Star Wars – Le Réveil de la Force
2015
J.J. Abrams
Le 30 octobre 2012, Disney frappait encore un grand, puisqu’après avoir mit la main sur les Marvel, la firme s’est aussi emparée de Lucasfilm, la société détentrice des droits de Star Wars et Indiana Jones. La somme dégagée à l’époque, plus de quatre milliards, semblait disproportionnée puisque le total mondial des deux sagas cumulées n’atteignait que 7,5 milliards, d’autant plus faible compte tenu des budgets réels et publicitaires des films, mais il ne faut pas oublier qu’il existe plus d’une façon de dégager des profits, notamment au travers des produits dérivés.

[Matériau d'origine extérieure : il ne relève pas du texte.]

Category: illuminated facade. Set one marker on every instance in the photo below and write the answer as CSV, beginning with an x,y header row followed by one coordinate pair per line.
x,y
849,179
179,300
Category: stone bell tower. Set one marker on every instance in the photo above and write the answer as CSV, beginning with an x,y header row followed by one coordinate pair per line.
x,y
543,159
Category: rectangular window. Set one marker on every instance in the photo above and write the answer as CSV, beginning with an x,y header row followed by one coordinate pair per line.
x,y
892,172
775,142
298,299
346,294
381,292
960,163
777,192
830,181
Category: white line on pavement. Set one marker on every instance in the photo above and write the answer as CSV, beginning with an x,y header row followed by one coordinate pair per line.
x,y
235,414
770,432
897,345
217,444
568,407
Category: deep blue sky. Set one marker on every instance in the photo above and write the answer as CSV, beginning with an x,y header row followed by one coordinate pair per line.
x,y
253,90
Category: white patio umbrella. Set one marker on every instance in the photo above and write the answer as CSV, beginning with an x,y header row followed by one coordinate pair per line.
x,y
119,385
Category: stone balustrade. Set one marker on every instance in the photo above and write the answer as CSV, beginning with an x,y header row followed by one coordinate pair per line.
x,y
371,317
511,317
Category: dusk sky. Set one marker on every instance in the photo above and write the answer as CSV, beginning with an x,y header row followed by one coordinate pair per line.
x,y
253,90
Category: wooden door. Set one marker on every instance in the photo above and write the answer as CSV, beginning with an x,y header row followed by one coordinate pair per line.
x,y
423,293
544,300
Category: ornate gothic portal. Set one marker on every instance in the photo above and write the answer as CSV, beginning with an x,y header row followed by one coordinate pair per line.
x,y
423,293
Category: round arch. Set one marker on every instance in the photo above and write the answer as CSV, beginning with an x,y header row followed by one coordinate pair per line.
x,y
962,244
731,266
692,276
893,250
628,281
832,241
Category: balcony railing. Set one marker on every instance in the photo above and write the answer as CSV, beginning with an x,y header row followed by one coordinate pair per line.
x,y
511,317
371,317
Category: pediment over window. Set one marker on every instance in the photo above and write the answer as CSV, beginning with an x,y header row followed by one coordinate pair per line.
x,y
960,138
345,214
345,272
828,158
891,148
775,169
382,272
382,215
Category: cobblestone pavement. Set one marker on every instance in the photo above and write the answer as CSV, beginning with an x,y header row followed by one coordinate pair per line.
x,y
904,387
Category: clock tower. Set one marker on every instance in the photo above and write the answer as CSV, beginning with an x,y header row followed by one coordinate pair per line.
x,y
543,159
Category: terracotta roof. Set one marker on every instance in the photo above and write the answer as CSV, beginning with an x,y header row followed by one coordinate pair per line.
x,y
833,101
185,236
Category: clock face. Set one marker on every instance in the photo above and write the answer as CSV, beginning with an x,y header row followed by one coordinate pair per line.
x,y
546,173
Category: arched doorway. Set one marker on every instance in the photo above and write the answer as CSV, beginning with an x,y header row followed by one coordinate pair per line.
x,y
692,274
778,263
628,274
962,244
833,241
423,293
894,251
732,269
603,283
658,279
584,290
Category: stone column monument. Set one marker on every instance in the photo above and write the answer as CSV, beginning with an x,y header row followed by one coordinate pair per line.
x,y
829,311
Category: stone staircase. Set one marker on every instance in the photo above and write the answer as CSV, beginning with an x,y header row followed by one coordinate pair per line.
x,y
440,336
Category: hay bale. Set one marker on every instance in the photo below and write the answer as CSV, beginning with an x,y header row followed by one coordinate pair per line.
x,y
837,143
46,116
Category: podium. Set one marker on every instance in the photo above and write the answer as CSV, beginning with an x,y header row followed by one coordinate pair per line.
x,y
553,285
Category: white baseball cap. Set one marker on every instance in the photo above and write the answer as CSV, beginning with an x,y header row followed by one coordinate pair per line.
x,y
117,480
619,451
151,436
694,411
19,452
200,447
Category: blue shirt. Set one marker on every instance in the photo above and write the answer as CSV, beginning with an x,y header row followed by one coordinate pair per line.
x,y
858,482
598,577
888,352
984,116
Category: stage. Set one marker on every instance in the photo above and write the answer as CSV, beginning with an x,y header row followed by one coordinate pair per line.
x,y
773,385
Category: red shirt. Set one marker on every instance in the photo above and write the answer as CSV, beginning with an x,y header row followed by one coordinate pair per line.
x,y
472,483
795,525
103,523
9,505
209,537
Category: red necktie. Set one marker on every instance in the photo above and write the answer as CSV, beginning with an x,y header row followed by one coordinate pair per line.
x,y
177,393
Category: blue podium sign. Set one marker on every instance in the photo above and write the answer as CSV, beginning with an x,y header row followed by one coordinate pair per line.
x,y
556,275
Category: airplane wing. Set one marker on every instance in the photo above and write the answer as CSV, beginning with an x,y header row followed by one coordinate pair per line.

Face aux enjeux économiques colossaux, on se doutait que Disney n’allait pas traîner, et si la cinquième aventure de l’archéologue se fait attendre (on parle de 2019), l’univers de Star Wars repart de plus belle avec une toute nouvelle trilogie et trois spin-off pour un total provisoire d’un film par an jusqu’en 2020. Des motivations financières évidentes, mais à l’annonce de la présence du grand J.J. Abrams à la barre, l’homme qui a dépoussiéré et magnifié les Star Trek, l’espoir a gagné le cœur des fans, jusqu’à la diffusion d’une première bande-annonce qui a fait basculer le monde dans une hystérie ambiante, se traduisant par le plus gros démarrage de l’histoire au box-office (529 M$ en cinq jours, avec une grosse majorité des territoires ne l’ayant reçu qu’au troisième jour), et les jours sont comptés avant que le record absolu d’Avatar ne tombe et soit pulvérisé. Reste maintenant à déterminer les facteurs d’explosion du phénomène, qu’ils soient qualitatifs ou nostalgiques.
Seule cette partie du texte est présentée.